Nem sempre é possível o recurso da licença médica, mas sempre há truques para diminuir o 'sacrifício', mas a maior vingança dos sacrificados funcionais e mal adaptados é o mau desempenho e a conseqüente queda da produtividade. Há milhares de formas, algumas velhas outras novas e criativas, de roubar tempo e sabotar o trabalho, quando o funcionário está de mal com a empresa ou de mal com a vida, o que no final dá no mesmo.

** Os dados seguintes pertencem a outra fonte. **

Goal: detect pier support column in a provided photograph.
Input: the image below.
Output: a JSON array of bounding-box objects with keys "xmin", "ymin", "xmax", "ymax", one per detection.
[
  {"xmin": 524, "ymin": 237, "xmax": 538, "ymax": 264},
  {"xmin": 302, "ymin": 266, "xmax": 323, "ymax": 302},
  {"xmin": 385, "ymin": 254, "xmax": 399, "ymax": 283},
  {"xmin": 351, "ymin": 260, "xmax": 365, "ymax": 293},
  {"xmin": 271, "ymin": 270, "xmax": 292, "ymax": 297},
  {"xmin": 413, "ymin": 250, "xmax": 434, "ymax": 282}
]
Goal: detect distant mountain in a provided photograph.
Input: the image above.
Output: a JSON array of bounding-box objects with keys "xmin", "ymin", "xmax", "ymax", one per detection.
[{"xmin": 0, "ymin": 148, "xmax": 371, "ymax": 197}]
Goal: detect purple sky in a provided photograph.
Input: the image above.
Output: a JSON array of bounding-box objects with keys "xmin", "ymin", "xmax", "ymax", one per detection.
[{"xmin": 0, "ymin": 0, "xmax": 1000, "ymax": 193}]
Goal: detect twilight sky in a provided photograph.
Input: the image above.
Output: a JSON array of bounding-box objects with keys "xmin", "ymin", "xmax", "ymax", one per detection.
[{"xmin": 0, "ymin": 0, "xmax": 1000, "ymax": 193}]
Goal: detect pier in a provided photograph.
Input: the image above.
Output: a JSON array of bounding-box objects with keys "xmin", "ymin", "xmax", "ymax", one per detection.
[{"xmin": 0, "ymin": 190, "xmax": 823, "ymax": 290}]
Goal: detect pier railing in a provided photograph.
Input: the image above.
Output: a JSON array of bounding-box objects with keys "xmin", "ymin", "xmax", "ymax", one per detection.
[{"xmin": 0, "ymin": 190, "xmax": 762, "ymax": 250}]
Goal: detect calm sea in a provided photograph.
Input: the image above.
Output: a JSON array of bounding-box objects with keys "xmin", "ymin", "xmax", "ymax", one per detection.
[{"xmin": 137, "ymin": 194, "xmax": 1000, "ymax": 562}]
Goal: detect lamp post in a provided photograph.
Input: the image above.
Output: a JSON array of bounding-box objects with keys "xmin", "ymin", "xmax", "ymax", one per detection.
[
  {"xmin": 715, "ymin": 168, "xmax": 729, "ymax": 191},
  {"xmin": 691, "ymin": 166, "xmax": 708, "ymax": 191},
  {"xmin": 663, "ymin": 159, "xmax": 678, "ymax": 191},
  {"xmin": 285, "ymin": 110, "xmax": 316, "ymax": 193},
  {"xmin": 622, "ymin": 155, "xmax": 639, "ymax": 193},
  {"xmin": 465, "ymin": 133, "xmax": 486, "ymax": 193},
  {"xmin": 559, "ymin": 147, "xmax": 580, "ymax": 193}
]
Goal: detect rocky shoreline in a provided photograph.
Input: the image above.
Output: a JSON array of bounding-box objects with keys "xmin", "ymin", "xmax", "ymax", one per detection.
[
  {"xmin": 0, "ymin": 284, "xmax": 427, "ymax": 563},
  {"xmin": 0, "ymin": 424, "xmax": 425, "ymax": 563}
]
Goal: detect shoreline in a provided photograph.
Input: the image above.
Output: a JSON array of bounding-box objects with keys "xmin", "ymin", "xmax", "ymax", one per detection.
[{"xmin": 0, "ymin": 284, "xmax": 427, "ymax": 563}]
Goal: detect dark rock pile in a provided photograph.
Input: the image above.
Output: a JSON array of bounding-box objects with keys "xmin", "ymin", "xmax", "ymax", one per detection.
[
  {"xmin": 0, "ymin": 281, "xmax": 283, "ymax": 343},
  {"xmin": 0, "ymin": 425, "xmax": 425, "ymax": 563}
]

Tenho convicção que a maior fatia de responsabilidade por essa situação, é das empresas que ainda mantêm modelos criados na Revolução Industrial no século XVIII. O maior desafio, não é colocar os médicos na folha de pagamento da empresa, ou pressioná-los a serem mais rigorosos na outorga de atestados.Todos querem trabalhar, mas uma vez conseguido o emprego, uma vez conseguida (por tempo de serviço) uma aparente estabilidade, a motivação original (fugir do desemprego) se vai, e outras precisam substitui-las.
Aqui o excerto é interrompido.